While the list was not comprehensive, what came through "loud and clear," according to KPMG, was that technology companies scored highest among consumers in the focus groups, with a median score of 8 on a scale of 1 to 10, with 10 as the highest level of trust. Premium auto brands received a score of 7.75, while mass-market brands received a score of 5, KPMG wrote in its report.
Additionally, the focus groups' answers revealed a bias against American-made cars. For example, one Chicago panelist said, "I made it real simple - and this might not be socially correct - but [I gave] all the Asian brands a 10. All the European brands an eight. All the American cars a zero."
The study also found a self-driving value proposition, where if companies get the technology and capabilities right, consumers will clamor and pay for it.

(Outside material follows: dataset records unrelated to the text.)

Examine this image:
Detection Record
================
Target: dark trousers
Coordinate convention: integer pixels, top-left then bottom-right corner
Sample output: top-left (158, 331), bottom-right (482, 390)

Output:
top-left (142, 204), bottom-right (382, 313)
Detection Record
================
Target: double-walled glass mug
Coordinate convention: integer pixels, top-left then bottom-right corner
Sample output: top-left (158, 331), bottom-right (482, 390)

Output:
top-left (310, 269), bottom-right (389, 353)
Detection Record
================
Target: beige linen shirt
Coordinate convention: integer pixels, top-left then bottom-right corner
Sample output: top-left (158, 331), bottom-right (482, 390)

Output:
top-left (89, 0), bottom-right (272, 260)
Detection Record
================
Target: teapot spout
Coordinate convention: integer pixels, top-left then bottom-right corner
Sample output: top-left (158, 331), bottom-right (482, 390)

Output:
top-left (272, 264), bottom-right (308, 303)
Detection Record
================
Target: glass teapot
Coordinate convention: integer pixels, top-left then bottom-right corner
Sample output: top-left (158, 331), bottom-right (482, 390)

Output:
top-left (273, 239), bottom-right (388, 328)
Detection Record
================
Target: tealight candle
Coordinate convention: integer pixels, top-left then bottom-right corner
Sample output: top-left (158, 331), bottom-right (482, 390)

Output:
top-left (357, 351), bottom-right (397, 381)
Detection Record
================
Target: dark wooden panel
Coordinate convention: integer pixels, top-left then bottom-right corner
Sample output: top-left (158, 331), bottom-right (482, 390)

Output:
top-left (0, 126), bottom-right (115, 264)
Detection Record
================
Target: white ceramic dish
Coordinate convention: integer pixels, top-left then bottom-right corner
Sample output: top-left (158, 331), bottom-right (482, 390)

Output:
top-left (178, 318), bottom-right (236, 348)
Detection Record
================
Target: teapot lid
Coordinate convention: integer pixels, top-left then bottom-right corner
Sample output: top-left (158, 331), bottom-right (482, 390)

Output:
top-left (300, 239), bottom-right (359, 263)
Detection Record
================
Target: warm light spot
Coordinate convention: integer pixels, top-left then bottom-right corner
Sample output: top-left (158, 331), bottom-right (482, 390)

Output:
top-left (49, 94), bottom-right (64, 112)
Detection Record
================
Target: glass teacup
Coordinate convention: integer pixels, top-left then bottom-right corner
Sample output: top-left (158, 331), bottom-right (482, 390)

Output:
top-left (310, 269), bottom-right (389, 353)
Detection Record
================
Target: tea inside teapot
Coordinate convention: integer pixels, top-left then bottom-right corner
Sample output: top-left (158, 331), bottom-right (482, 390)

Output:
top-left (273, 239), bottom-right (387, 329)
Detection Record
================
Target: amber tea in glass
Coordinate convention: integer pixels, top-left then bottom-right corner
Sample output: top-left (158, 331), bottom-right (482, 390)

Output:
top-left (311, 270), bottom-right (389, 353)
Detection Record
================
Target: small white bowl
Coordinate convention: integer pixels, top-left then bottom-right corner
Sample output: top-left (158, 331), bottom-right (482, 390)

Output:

"We realize significant hurdles and open questions remain, including safety, liability and even cybersecurity concerns," said Silberg. "In addition, technological innovation often moves faster than legal or regulatory systems. However, we believe the market opportunities for self-driving vehicles and technologies are enormous, and innovative companies will continue to drive the technology forward."
But not all surveys have shown consumers ready to hand over the wheel to a computer.
For example, a 2012 survey of British drivers commissioned by Bosch, a Germany-based supplier of automotive components, most of the respondents said they wouldn't buy a self-driving car. Only 29% said they would consider buying a driverless car, and 21% said they would feel safe as a passenger in such a car.
The results differed somewhat by gender. About 36% of male respondents said they would consider buying a self-driving car, while 20% of female participants responded that way. Bosch, which has invested heavily in driver assistance technology, also reported that 34% of the respondents said they believe driverless cars would reduce accidents.